Lionfish are seen regularly here in the Northeast, but only when water temps are relatively warm, generally from late July to early October. The ocean water temps here in the North East plummet to the upper 30sF in winter, killing off all Gulf Stream tropical strays, including the Lionfish.
I've been collecting Gulf Stream tropicals here in NJ and other states as far north as Massachusetts for 50 years, as long as I've been a marine aquarist.
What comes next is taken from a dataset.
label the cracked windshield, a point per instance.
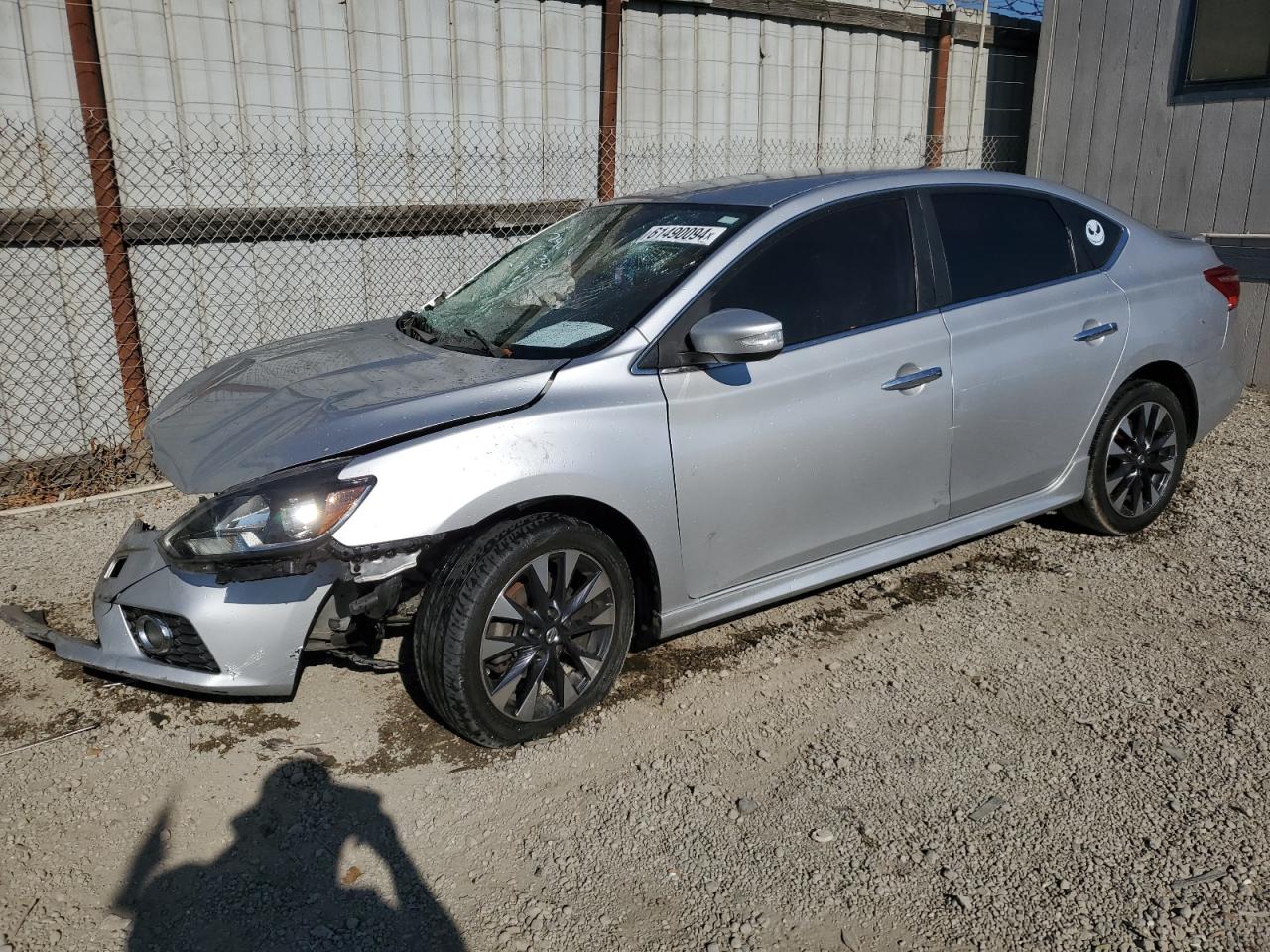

I was doing some collecting two weeks ago near the entrance to Barnegat Inlet, on a day when a huge lens of Gulf Stream water had been pushed against the shoreline by NE winds.
The visibility was astonishingly good, and I did see one small Lionfish, along with countless dozens of Butterflyfishes, a couple of small Blue Angelfish, a school of Lookdowns, some Damselfishes, Seahorses, Spiny Puffers, tiny Trunkfish and, most fortuitously, a Bigeye Catalufa which now resides in one of my aquariums, twice the size it was when I hand netted it.
The proximity of the Gulf Stream and its year-round warm waters to the Outer Banks has allowed Lionfish to establish significant permanent populations in North Carolina. As the population of Lionfish increases off the Outer Banks we will probably see increasing numbers of their small offspring carried inshore further north by the Gulf Stream in late summer. Happily, they all die when temps drop later in the year. I don't think permanent populations are possible in states like NJ and Rhode Island because of the extreme temperature drop in winter as the chill North Atlantic asserts itself.